Now, I just have to come up with a short and catchy name for the technique. It's something like "sour grapes" but with intention behind it. Any suggestions?

Wednesday, August 09, 2006

Achoo

There are times and places when I really hate having to sneeze: driving in heavy traffic, while cutting up food that I'm cooking, that sort of thing. I hope that someone somewhere is working on a way to override the sneeze reflex at least temporarily, for times when one is performing a task which one cannot afford to have interrupted.

From what I read on the net, the reflex arc for sneezing and coughing goes through the medulla oblongata and back to the musculature responsible for breathing. If we could put a cutoff switch somewhere in there, whether electrical, chemical, or physical, we should be able to affect the reflex. Alternatively, if someone had this installed and threw the switch hard in the opposite direction, we would have artificial snuff, which might also have its uses.

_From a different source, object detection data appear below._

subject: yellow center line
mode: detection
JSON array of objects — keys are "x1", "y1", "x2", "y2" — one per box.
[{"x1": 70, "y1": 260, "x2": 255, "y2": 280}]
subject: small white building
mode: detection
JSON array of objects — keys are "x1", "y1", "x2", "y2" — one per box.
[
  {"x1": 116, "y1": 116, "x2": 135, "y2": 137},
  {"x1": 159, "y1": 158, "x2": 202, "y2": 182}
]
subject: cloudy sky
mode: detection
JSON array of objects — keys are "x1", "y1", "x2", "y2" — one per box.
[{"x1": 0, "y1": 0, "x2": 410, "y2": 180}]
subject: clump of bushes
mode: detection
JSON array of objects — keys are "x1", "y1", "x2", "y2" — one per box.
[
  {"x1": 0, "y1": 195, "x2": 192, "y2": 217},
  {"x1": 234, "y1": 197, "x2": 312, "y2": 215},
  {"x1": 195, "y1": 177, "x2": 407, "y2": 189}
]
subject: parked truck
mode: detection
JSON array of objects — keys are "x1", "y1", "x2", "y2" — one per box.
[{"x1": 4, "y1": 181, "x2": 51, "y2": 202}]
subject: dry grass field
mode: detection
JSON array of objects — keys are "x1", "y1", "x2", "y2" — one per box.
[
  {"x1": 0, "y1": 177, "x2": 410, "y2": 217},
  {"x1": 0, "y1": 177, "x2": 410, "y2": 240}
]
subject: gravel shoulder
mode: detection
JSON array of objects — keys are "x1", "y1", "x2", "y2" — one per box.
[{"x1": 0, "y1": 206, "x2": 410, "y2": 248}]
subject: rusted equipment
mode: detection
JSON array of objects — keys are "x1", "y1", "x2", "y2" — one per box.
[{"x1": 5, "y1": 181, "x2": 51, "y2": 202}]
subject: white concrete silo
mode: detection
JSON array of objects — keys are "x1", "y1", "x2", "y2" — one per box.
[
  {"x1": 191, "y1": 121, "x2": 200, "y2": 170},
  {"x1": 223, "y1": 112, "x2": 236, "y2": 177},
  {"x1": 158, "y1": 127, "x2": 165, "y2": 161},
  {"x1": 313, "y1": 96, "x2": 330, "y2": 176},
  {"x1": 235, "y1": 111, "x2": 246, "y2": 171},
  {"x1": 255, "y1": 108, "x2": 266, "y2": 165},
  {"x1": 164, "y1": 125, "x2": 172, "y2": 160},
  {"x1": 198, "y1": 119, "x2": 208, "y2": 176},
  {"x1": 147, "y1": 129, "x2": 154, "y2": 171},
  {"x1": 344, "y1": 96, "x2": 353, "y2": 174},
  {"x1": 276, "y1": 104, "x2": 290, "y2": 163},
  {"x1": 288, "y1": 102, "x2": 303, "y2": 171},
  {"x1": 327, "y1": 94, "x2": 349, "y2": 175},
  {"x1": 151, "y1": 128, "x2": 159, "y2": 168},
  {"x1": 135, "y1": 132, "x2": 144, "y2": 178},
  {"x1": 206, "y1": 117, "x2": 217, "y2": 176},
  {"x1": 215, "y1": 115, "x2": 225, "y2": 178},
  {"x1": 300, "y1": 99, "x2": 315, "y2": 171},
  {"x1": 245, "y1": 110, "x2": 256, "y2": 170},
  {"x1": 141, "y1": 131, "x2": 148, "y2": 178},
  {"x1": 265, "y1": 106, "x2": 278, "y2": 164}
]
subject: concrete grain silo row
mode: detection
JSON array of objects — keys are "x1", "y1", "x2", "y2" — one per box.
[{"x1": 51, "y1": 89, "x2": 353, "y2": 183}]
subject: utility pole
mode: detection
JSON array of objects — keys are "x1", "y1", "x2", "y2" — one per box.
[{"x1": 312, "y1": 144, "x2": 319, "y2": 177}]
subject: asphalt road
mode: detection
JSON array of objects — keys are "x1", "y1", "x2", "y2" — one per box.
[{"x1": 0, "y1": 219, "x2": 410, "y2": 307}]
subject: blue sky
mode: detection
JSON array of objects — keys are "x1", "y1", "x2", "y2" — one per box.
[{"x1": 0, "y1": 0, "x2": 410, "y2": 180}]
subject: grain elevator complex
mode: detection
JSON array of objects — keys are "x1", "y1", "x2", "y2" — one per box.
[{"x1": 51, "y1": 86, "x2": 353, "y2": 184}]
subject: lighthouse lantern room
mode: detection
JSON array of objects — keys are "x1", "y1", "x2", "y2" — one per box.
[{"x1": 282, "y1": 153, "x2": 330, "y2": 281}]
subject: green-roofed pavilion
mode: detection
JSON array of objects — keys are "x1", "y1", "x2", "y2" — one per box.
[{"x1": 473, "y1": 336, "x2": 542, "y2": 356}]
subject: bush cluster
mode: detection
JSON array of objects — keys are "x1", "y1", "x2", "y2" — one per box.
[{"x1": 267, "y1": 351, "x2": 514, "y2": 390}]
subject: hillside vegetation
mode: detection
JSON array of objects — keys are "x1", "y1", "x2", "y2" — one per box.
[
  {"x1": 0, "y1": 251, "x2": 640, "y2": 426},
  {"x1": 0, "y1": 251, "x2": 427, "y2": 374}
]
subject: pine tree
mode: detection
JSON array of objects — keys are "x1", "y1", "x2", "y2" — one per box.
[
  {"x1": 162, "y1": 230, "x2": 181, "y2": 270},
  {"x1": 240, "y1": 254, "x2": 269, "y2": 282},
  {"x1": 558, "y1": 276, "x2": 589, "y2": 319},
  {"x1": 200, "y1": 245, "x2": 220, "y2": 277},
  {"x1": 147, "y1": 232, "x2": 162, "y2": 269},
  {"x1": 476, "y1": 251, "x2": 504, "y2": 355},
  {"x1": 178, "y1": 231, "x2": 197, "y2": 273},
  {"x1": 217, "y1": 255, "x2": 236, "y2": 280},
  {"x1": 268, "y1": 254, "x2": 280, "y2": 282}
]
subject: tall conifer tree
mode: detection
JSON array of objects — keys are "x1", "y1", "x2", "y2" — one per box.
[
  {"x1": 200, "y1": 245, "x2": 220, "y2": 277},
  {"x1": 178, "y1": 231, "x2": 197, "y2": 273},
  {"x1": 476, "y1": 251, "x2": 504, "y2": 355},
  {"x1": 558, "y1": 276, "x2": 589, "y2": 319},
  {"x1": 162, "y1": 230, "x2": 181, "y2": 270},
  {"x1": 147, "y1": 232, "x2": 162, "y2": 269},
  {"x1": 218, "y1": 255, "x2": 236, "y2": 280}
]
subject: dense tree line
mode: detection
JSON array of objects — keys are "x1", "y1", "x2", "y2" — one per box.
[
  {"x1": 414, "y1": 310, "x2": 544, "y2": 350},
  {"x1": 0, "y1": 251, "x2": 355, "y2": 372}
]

I can see that the military would be interested in this, thinking of all those scenes in the movie when some spy or scout is skulking around in a clandestine manner, and then his nose begins to twitch, and before you know it, the foe knows that someone is sneaking around, and things go bad.

I probably wouldn't want to turn off the sneezing reflex entirely or for a long period of time, because I am sure it is there for a good survival reason. But I think in most situations if you could inhibit it for a half hour or so that would probably be enough.